JAKARTA - Kementrian Perdagangan (Kemendag) akan melakukan pelatihan penggunaan sistem online (impor satu atap) sesuai dengan Permendag nomor 16 terhadap kementrian dan para perusahaan importir. Saat ini, Kemendag mengaku, sistem penulisan online tersebut telah siap.
"Saat ini sistem penulisan kita sudah siap, perencanaan minggu kedua dan ketiga bulan ini. Kita akan melakukan pelatihan terhadap kementrian dan para importir," ungkap Dirjen Perdagangan Luar Negeri Bachrul Chairi di Kantor Kemendag, Jakarta, Rabu (8/5/2013).

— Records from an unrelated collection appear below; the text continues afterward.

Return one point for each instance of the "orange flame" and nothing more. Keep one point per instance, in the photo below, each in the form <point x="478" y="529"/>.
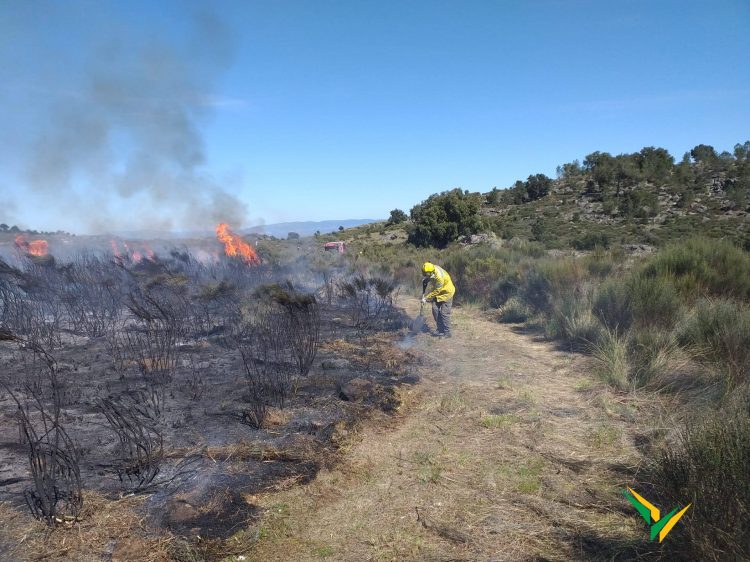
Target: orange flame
<point x="235" y="246"/>
<point x="33" y="248"/>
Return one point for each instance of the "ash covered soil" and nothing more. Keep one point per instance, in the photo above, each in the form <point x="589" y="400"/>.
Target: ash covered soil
<point x="220" y="424"/>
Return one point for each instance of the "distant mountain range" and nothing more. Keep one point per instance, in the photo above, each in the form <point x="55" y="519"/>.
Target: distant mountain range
<point x="280" y="230"/>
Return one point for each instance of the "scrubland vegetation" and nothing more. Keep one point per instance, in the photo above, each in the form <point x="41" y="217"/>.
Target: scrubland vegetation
<point x="596" y="261"/>
<point x="670" y="317"/>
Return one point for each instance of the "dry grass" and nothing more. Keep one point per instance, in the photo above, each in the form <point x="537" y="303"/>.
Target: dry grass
<point x="108" y="529"/>
<point x="501" y="449"/>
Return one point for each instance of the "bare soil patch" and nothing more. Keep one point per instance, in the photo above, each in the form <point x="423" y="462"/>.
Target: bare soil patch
<point x="507" y="450"/>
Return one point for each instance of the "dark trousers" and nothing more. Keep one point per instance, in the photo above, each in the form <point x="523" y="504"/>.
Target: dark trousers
<point x="441" y="312"/>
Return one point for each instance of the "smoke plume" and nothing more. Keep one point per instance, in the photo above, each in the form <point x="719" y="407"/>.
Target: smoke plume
<point x="125" y="150"/>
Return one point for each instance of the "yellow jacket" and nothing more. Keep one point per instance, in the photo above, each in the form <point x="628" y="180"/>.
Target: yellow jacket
<point x="442" y="286"/>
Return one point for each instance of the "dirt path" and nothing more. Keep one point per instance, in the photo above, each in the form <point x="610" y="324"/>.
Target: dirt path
<point x="505" y="451"/>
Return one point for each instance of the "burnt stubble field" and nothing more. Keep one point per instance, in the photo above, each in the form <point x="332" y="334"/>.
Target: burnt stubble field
<point x="192" y="383"/>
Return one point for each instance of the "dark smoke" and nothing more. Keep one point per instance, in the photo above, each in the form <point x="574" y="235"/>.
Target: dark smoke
<point x="126" y="149"/>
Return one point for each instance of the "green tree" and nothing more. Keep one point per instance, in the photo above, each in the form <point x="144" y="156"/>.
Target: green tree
<point x="742" y="151"/>
<point x="537" y="186"/>
<point x="656" y="164"/>
<point x="704" y="153"/>
<point x="493" y="197"/>
<point x="571" y="170"/>
<point x="442" y="218"/>
<point x="601" y="166"/>
<point x="518" y="192"/>
<point x="397" y="217"/>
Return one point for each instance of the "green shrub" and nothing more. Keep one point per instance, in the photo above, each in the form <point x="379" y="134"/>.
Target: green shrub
<point x="704" y="267"/>
<point x="708" y="466"/>
<point x="575" y="324"/>
<point x="591" y="240"/>
<point x="611" y="356"/>
<point x="514" y="310"/>
<point x="654" y="301"/>
<point x="650" y="354"/>
<point x="442" y="218"/>
<point x="718" y="332"/>
<point x="612" y="306"/>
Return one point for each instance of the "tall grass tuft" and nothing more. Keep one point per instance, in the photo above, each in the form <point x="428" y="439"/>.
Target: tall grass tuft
<point x="611" y="356"/>
<point x="708" y="466"/>
<point x="718" y="332"/>
<point x="704" y="267"/>
<point x="651" y="354"/>
<point x="654" y="301"/>
<point x="612" y="306"/>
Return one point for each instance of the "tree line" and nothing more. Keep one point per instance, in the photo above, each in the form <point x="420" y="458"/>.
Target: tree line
<point x="626" y="183"/>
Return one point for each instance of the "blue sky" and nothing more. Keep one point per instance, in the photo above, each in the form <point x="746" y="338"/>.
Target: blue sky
<point x="175" y="114"/>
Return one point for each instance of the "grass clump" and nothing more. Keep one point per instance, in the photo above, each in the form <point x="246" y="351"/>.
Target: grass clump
<point x="611" y="356"/>
<point x="497" y="421"/>
<point x="514" y="311"/>
<point x="718" y="332"/>
<point x="704" y="267"/>
<point x="708" y="466"/>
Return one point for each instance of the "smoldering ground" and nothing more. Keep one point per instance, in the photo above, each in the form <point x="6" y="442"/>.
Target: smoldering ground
<point x="121" y="145"/>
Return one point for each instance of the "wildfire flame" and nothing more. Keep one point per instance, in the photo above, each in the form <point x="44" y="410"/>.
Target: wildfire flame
<point x="33" y="248"/>
<point x="235" y="246"/>
<point x="131" y="254"/>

Bachrul Chairi mengatakan, bagi perusahaan-perusahaan yang telah memiliki Importir Terdaftar (IT) dalam sitem online akan masuk ke sistem otomatis.
"Kita sekarang melakukan penelitian mengenai keabsahan dan persyaratan perusahaan importir untuk masuk sistem online dan mereka yang sudah ada IT-nya akan langsung masuk dalam sistem otomatis. Sehingga sudah dapat diakses dengan mudah oleh Kementrian Pertanian," tuturnya.
Bachrul mengatakan nanti perusahaan importir sudah bisa mengajukan izin impor melalui sistem tersebut tanpa harus datang ke kantor Kementrian Perdagangan. Dia mengatakan semua permohonan laporan aktivitas impor pada peserta bisa dimasukan dalam site dan nantinya sistem tersebut yang mengolah akan adanya RIPH berdasarkan laporan kegiatan impor dalam setahun.
"Setelah pelatihan, implementasinya yang berikutnya sudah menggunakan sistem ini,” tutur Bachrul.